The average score was 47.2 among New Jersey firms—including Day Pitney, which is headquartered in Hartford, Conn., but maintains a large Parsippany office.
That’s higher than the list’s overall median score, which was about 41. All New Jersey firms ranked 123rd or better out of the 171 AmLaw 200 firms that provided pro bono data, though only two were in the top half.
Last year’s average score for those five firms, by contrast, was 41.7.
Each individual firm’s score is calculated by combining the average pro bono hours per attorney and the percentage of attorneys with at least 20 pro bono hours.
This year’s average is respectable but still a far cry from the list toppers. The top five firms all eclipsed 100: Jenner & Block (131), Arnold & Porter (116.8), Wilmer Cutler Pickering Hale & Dorr (115.6), Hughes Hubbard & Reed (107.3) and Paul Hastings (103.5).
Another four firms scored higher than 90: Dechert (98.9), Patterson Belknap Webb & Tyler (97), Patton Boggs (91.3) and Orrick, Herrington & Sutcliffe (90.3).
The highest-ranking New Jersey firm—at number 30, with a score of 70.2—was Lowenstein Sandler. The Roseland firm averaged 76.7 pro bono hours per attorney and had 63.7 percent of its attorneys log 20 hours or more.
That’s an improvement in all metrics for Lowenstein Sandler, which ascended three spots after ranking 33rd in each of the last two years with scores. The firm scored 66.3 last year and 63.5 in 2012.
The notable numbers are due at least in part to the firm’s long-running involvement in litigation over a tent city in Lakewood that has served as a year-round encampment for those rendered homeless by the economic downturn, Hurricane Sandy and other hardships.
The tent city made news recently as the firm, led by partner Jeffrey Wild, helped 120 residents find housing, leading to the camp’s closure.
Here’s how other New Jersey firms measured up:
• Gibbons improved the most, ranking 44th after sitting at 63rd and 64th in the previous two years.

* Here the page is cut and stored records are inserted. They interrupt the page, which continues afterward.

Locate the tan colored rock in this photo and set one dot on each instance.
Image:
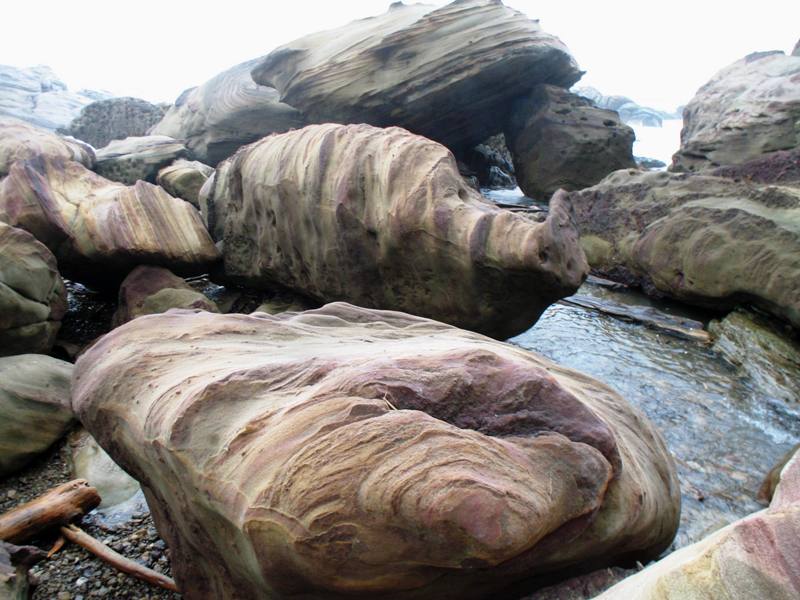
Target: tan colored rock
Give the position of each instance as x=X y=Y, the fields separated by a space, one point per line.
x=346 y=452
x=138 y=158
x=230 y=110
x=99 y=230
x=35 y=407
x=151 y=290
x=22 y=141
x=33 y=299
x=449 y=73
x=382 y=218
x=747 y=110
x=710 y=241
x=184 y=178
x=755 y=557
x=561 y=141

The Newark firm’s 59.3 score was a significant improvement over last year’s survey (50.5) and the 2012 survey (47.5). Average hours per attorney, 71.6, shot up from less than 60 in each of the prior two years, and the percentage of lawyers with 20 hours or more increased to 47 percent, from 42.6 percent last year and 39.8 percent the year before. Much of Gibbons’ pro bono commitment is through the John J. Gibbons Fellowship in Public Interest and Constitutional Law—long headed by partner Lawrence Lustberg—which takes on public interest, constitutional and civil rights matters.
• McCarter & English of Newark also was much improved, ranking 72nd with a score of 46.5. The firm ranked 90th last year (38.6 score) and 73rd in 2012 (45.4). The most notable gain: nearly half of firm attorneys logged 20 hours or more, up from 40.6 percent last year and 39.2 percent in 2012.
• McElroy, Deutsch, Mulvaney & Carpenter of Morristown ranked 119th, gaining ground from last year (127th) and the year before (122nd). Overall score was 30.7, also a modest improvement over each of the last two years, when the firm scored about 27. McElroy Deutsch improved to 35.2 hours per attorney, from 26.1 last year and 29.4 in 2012.
• Day Pitney ranked 123rd with a score of 29.3, inching upward from last year (ranked 125th, 26.1 score) and the year before (127th, 24.9).
• Sills Cummis & Gross of Newark, which fell out of the AmLaw 200 this year, was not included in the pro bono rankings.